359 days booze free, 343 smoke free

I’ve been wanting to hide for a week. I resigned from my job (of seven whole months) to take an amazing role at a startup in San Francisco. I’ll be working remote, mostly, from my home in Seattle. It’s SO so good. But this past week at work has felt pretty much awful. And in all my free time at work and at home I’ve felt guilty and weird and UNCOMFORTABLE. Major discomfort.

What I want to do is just snap my fingers and be out of my current job without any hard feelings or loss of reputation, and move directly to “I’m happy and comfortable at my new job”. But I know that can’t happen. There’s so much anxiety yet to be lived through.

First, there’s the actual leaving of the job (next week is my last week). With that comes all the good-byes, the many nuanced variations on my story that I’ll tell people, fielding the many assumptions about why I’m leaving, people telling me my story for me, the linkein frenzy, and then the middle of the night: “did I make a mistake??” ruminations.

Then after being done with my current job, there’s the blessed break I am taking in between jobs. Three whole weeks. I can’t really truly comfortably afford to take off three weeks unpaid, but I’m doing it because it is a special chance to do it. Because I technically can do it, financially, even if it’s kind of dumb. But I want it. Or, really, I wanted it back when I wanted to quit my job so badly. Now I’m just feeling anxious about those three weeks. My husband and I are doing a road trip to Palm Springs to visit his dad and step-mom. It will be so relaxing, I know. And honestly, it’s the cheapest vacation ever. But I’m worried. I’m worried my husband and I will fight on the long ass drive. I’m worried I’ll spend too much money. I’m worried I won’t really relax properly during this ONE CHANCE I have in between jobs to relax without checking email.

After Palm Springs I’m flying to NYC for the SheRecovers event where I will meet literally hundreds of women in person after knowing them intimately online in private sober groups on Facebook. It’s intense as a prospect, let alone as the icing on the cake of my magical time off and fancy new job at a cool startup in San Francisco.

And then there’s the starting of the new job. We all know that anxiety. It’s hard work. It’s new people. It’s proving myself while staying low profile until I actually have a meaningful thing to contribute. It’s a lot of pressure, and I’m nervous about it.
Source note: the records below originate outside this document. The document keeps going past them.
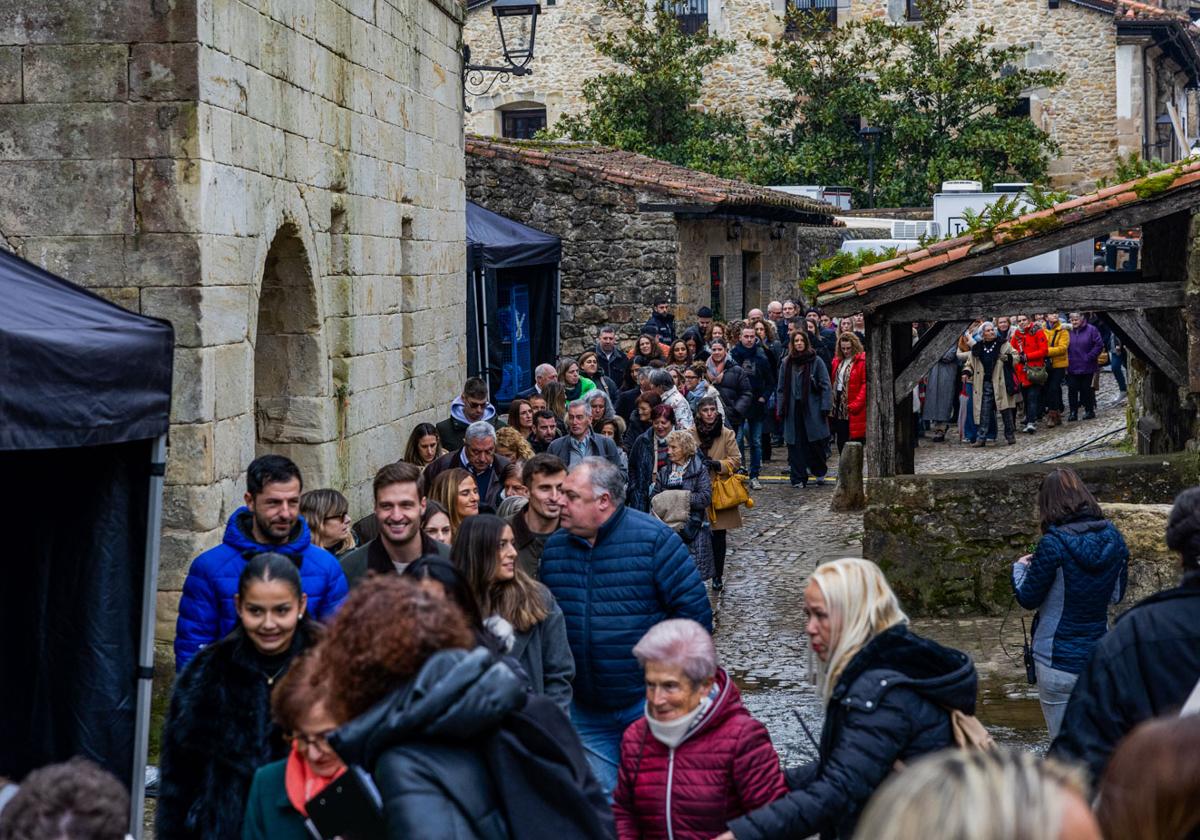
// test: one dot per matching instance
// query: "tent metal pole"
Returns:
(145, 651)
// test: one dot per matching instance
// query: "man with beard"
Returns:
(269, 522)
(399, 510)
(545, 430)
(544, 477)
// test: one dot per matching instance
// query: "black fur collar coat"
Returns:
(217, 733)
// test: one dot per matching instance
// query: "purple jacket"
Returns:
(1085, 346)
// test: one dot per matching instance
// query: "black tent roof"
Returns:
(75, 369)
(499, 243)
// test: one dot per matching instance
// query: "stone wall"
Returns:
(282, 181)
(565, 57)
(947, 543)
(1081, 114)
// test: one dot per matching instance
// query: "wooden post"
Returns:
(905, 437)
(880, 400)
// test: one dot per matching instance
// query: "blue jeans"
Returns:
(600, 730)
(751, 433)
(1054, 691)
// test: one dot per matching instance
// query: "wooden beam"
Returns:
(941, 337)
(937, 306)
(1101, 223)
(880, 406)
(1150, 343)
(904, 449)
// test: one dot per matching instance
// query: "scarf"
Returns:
(801, 364)
(301, 783)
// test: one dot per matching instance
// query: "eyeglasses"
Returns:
(318, 741)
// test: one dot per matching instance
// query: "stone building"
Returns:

So, with all of this shit to worry about, I then think: what the fuck is my problem? Literally every single one of my big problems are the definition of great problems to have. So I feel unsettled and weird and privileged and like a fat ugly American who has too much and wants too much. This big gluttonous girl doesn’t deserve one stitch of this goodness.

And all I want to do is escape.

I’ve been clocking 9+ hours of sleep every night and dragging my ass out of bed in the morning. I’m drained and anxious. I recently started walking again to get out of my head. I’ve been eating a little more sugar for escape, but also consciously getting more fiber and fruits and veggies so my bod doesn’t feel bloated and extra tired. I’ve been listening to my Isabel Foxen Duke “stop fighting food” modules and coaching calls. I’m trying really hard to take care of myself in the best way I know. And you know what? It’s working. And the anxiety does pass for little periods of time.

But you know what else? With all this (first world) anxiety, I still haven’t wanted to drink or smoke. Not once. I did think about it a couple of weeks ago, but not now. Not while I’m squirming with itchy discomfort over all the crazy changes in my life.

I remember reading Holly Whitaker’s list (on www.hipsobriety.com) of a million things that she accomplished or that got better since she quit drinking and thinking to myself: BULLSHIT. It’s utter bullshit. It’s not all because she quit drinking. That’s absurd. But is it?

My next post will be a proper list of the new and good stuff that’s happened in this past year of being sober and smoke free, but as I sit back and think about it, there’s a lot that has happened. Maybe the best part is my improved connection to my true self and with new friends. But there’s other stuff too. 🙂





2 thoughts on “359 days booze free, 343 smoke free

  1. It’s impossible to say for certain whether one change in your life causes other changes, because everything we do is interconnected. There are positive and negative feedback loops going on all the time. One change can be a catalyst for another, but that second positive change feeds into other changes as much as the first one did. As long as everything is moving in a positive direction, I say just keep doing what you’re doing and don’t worry about all the chains of causation.

    Best of luck with the new venture! You’re smart to take time off in between jobs. I once went from leaving one job on a Friday to starting the next job – with no vacation time accrued – the following Monday. Huge mistake. I burned out so fast it was unreal.


  2. Ooh, stop by and see me on your trip, I’m right off of I-5 in Salem! Good idea taking time off, it’s hard with a new job to take vacation right away. Also outstanding booze/smoke/diet quitting year 😀 for you!